首頁 女生 都市言情 特種兵重生古代,開局五個拖油瓶

第732章 劉太醫的「到來」

  第三天上午,二狗天沒亮就起來了。

  他洗了臉,梳了頭,把那件青灰色的短褂穿上——上回去劉家穿的那件,洗乾淨了,疊得整整齊齊放在枕頭邊上。他對著銅盆裡的水照了照,覺得還行,就是黑了點。他又抹了點桂花油,這回隻抹了一點點,聞著不沖鼻子。

  然後他跑到藥材種植區,最後檢查了一遍。土是松的,苗是齊的,壟是直的,地頭上連一片落葉都沒有。他滿意地點點頭,走到門口等著。

  老吳跟在他後面,打了個哈欠:「二少爺,劉太醫說了上午來,沒說卯時來。您這麼早等著,站到辰時?」

  二狗說:「等著就等著。萬一人家早來了呢?」

  老吳不說話了,搬了把椅子坐在門口,陪著等。

  辰時剛過,遠處出現了一輛馬車。青布篷子,一匹老馬拉著的,走得不快,慢悠悠的。
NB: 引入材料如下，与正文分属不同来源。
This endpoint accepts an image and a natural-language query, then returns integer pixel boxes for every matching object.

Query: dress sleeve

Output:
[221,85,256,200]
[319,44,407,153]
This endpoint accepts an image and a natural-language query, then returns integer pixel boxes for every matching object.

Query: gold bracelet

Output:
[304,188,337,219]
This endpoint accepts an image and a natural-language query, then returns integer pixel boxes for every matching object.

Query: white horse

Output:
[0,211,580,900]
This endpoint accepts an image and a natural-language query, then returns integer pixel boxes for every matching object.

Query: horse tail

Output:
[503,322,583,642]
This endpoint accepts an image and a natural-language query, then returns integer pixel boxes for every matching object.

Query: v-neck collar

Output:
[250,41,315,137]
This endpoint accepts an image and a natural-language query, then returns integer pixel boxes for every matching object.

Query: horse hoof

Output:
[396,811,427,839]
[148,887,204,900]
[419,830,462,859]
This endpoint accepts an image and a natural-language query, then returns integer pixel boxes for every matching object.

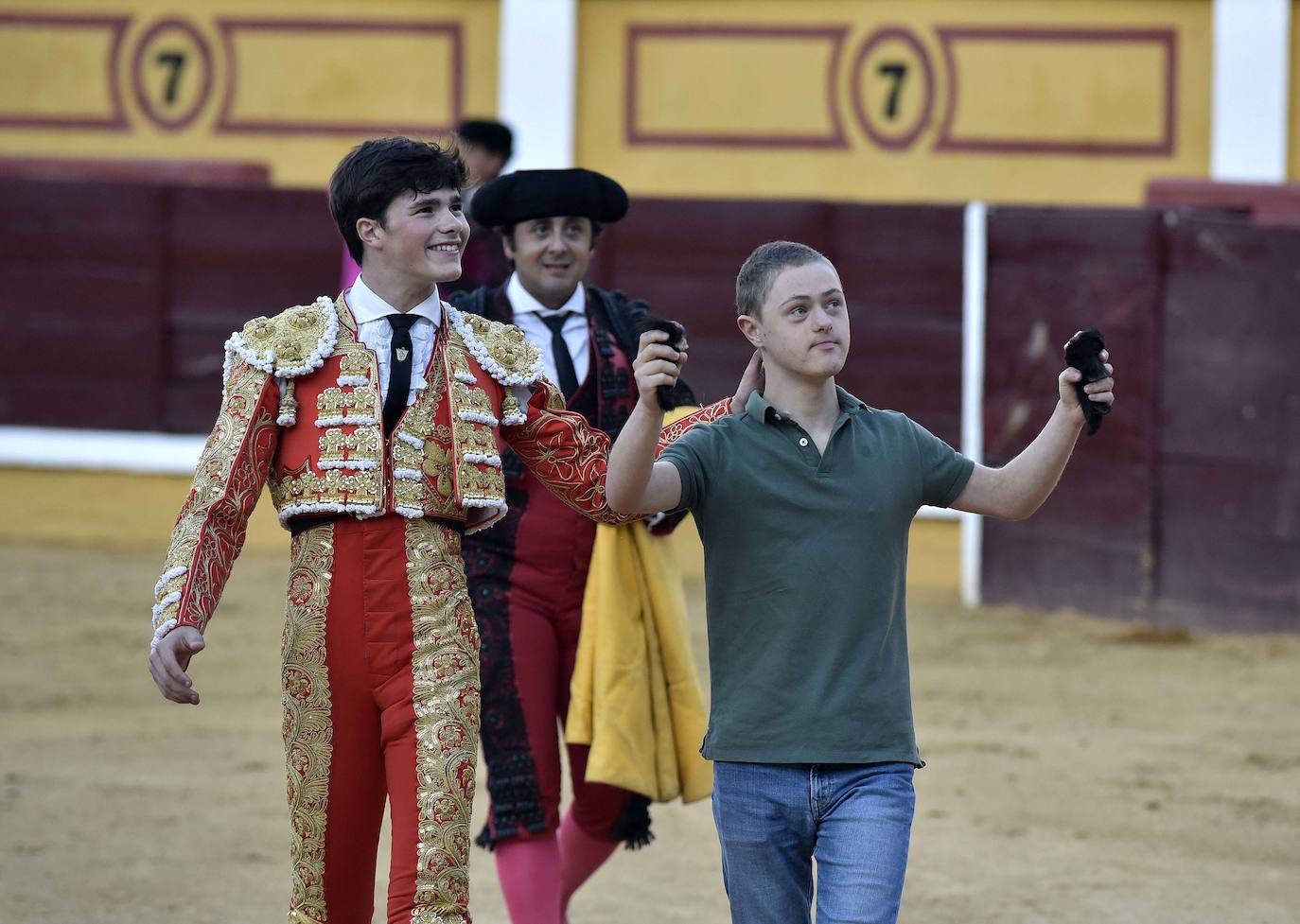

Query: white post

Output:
[960,201,988,607]
[497,0,577,170]
[1210,0,1291,183]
二狗的心提到了嗓子眼,他站在門口,手心全是汗,腿肚子又開始打顫了。

  馬車在門口停下來。劉福跳下車,掀開簾子。劉太醫從車裡探出頭來,花白頭髮,臉上皺紋很深,眼睛很亮,跟三娃說的一模一樣。他手裡拄著竹杖,劉福扶著他慢慢下了車。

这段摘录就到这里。